Ce n’est pas la première fois qu’à l’Opéra de Lorraine, nous programmons en juin un opéra italien pour finir la saison. Ce fut le cas avec Le Barbier de Séville et Rigoletto. C’est, cette saison, Tosca. En cette période privilégiée de l’année où les jours rallongent, où nous rêvons déjà de l’été à venir, où il est bon de s’asseoir à la terrasse d’un café pour siroter un verre de spritz, j’aime l’idée que l’Italie vienne à nous.

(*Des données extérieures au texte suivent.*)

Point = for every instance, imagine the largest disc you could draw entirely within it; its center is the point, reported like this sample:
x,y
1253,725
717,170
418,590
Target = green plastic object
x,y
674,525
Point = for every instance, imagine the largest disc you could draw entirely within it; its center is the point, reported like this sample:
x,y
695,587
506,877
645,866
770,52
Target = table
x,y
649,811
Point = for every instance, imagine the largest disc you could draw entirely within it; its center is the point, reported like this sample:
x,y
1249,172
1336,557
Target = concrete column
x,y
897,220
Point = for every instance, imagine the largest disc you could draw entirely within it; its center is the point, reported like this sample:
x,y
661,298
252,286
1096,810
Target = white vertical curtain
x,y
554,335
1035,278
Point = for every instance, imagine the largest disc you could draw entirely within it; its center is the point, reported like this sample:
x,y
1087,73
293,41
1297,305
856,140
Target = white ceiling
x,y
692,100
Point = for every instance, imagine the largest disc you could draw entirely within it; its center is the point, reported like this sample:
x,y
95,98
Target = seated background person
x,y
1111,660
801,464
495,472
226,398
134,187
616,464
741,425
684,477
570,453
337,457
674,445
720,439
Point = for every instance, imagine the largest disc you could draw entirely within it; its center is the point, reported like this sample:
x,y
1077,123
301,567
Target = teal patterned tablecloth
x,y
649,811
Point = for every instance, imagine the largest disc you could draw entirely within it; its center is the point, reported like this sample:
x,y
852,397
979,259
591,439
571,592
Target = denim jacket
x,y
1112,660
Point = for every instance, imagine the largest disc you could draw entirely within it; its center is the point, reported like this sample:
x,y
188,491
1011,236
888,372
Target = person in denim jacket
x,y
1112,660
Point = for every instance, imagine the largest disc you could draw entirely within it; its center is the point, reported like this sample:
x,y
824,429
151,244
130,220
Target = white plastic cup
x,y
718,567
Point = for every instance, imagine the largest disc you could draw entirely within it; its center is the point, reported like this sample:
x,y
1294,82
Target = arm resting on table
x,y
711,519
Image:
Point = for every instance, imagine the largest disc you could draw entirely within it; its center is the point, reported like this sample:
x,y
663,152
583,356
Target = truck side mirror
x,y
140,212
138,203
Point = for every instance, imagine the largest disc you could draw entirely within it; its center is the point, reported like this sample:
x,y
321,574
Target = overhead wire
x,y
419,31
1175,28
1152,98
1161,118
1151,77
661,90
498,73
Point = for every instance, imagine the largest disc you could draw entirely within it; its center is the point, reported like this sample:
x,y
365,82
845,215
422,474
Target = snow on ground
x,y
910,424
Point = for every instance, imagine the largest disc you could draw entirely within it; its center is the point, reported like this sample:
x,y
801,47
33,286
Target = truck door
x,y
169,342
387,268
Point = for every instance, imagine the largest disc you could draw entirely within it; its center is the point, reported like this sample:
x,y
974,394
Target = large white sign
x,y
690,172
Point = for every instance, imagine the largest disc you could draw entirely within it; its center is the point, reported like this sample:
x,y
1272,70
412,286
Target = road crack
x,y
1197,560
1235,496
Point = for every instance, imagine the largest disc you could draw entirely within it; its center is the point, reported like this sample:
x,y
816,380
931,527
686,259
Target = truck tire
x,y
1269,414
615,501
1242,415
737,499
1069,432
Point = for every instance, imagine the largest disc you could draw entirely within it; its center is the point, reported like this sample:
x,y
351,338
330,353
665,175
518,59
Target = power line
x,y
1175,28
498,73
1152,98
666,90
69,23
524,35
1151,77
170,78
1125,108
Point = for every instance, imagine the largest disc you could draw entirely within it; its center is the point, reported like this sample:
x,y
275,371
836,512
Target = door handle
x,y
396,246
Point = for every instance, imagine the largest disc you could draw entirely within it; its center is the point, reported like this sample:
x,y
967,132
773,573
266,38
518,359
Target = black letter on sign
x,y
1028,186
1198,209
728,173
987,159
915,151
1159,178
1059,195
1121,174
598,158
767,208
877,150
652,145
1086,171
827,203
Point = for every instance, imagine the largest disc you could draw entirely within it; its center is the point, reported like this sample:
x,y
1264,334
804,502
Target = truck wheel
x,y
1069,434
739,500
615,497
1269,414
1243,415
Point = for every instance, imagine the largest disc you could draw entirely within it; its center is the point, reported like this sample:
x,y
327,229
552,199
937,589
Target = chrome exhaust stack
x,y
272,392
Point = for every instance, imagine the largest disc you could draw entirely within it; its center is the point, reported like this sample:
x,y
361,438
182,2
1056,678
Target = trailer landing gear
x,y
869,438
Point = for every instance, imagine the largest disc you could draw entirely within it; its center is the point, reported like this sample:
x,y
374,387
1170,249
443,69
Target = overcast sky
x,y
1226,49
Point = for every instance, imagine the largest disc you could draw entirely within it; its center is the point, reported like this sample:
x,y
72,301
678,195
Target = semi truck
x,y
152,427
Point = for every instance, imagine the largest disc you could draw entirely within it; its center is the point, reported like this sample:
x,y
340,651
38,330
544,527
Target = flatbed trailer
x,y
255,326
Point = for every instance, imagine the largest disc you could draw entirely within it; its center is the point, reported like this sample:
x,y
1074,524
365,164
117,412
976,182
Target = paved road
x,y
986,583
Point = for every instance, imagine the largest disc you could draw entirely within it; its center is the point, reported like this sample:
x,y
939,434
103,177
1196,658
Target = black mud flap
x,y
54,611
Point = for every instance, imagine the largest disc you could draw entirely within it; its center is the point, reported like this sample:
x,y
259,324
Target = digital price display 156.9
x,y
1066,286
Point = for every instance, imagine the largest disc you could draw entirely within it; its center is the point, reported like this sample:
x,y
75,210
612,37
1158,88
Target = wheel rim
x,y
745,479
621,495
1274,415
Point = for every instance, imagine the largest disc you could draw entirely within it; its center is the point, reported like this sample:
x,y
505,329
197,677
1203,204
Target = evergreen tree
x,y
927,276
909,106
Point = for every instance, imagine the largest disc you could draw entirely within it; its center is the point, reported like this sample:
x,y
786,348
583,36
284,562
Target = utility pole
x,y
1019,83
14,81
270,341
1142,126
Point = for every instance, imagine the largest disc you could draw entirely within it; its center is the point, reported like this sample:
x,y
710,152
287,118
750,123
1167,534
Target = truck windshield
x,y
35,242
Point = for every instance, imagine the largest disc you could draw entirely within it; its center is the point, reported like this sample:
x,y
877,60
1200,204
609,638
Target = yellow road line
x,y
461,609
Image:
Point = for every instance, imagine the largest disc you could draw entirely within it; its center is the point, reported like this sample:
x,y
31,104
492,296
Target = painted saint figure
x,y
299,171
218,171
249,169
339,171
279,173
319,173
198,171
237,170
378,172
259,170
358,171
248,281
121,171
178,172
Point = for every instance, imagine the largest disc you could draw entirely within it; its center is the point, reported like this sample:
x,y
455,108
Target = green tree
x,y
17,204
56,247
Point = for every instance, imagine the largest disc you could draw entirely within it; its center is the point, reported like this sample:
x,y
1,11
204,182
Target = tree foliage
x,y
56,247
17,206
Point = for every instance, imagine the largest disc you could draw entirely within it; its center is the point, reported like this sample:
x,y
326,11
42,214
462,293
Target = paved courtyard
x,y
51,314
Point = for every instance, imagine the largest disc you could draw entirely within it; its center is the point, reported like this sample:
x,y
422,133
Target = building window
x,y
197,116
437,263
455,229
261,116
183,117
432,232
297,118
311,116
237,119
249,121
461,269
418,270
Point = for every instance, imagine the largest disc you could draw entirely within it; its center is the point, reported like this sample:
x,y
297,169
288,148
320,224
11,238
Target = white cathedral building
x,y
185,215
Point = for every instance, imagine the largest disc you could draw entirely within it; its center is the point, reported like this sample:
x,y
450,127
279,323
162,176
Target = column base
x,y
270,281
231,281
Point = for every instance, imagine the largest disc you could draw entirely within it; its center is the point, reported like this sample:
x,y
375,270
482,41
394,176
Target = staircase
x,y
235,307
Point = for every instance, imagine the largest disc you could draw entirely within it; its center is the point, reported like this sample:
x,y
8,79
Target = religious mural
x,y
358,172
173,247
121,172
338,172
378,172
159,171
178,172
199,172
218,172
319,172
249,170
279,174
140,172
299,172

Tosca est l’adaptation d’un drame de Victorien Sardou, qui fut en son temps créé par Sarah Bernhardt. Mais l’opéra est aujourd’hui plus connu que la pièce qui l’inspira. Son sujet est l’opéra même : il met en scène une cantatrice passionnée et jalouse, prise dans une intrigue politique haletante dont l’issue sera tragique.
Je suis sensible à la force populaire de l’œuvre. Il me semble que la qualité principale d’une programmation d’opéra est d’être variée et équilibrée : elle doit embrasser tous les siècles du baroque à aujourd’hui et présenter au public des perles rares comme des œuvres populaires. Tosca s’inscrit assurément dans cette dernière catégorie : elle a le pouvoir de nous rassembler, fédérant les artistes, le public et les équipes de la Maison.
Que vous soyez ou non amateur d’opéra, elle est de ces œuvres dont les airs vous sont déjà connus : ils ont traversé la littérature, le cinéma, la publicité,
la culture savante comme la pop culture… Et pourtant la musique de Puccini continue de nous toucher à chaque fois en plein cœur, comme si nous l’entendions pour la première fois.
Pour toutes ces raisons, cet opéra mérite non seulement un plateau de chanteurs d’exception mais également une réalisation scénique ambitieuse. La metteuse en scène Silvia Paoli développe pour cette Tosca une lecture dramaturgique fine d’une grande beauté plastique, centrée sur le personnage de Scarpia. Elle s’intéresse aux jeux politiques qui entourent celui qu’elle qualifie de plus parfait méchant de l’histoire de l’art lyrique. Elle décrit le chef de la police comme un sadomasochiste, hygiéniste, obsédé par une propreté qui dissimule sa pourriture intérieure.
Côté chanteurs – avec Salome Jicia, Rame Lahaj et Daniel Mirosław –
cette Tosca ne compte pas moins de trois prises de rôles pour donner corps à ce brûlant trio d’amour. Ils sont dirigés par le chef d’orchestre Antonello Allemandi, qui peut se prévaloir d’une expérience considérable dans le répertoire italien : il a dirigé des interprétations fortes d’opéras de Verdi, Rossini, Donizetti… Étrangement, il a peu dirigé Tosca, ce qui lui permet d’aborder l’œuvre avec une certaine fraîcheur.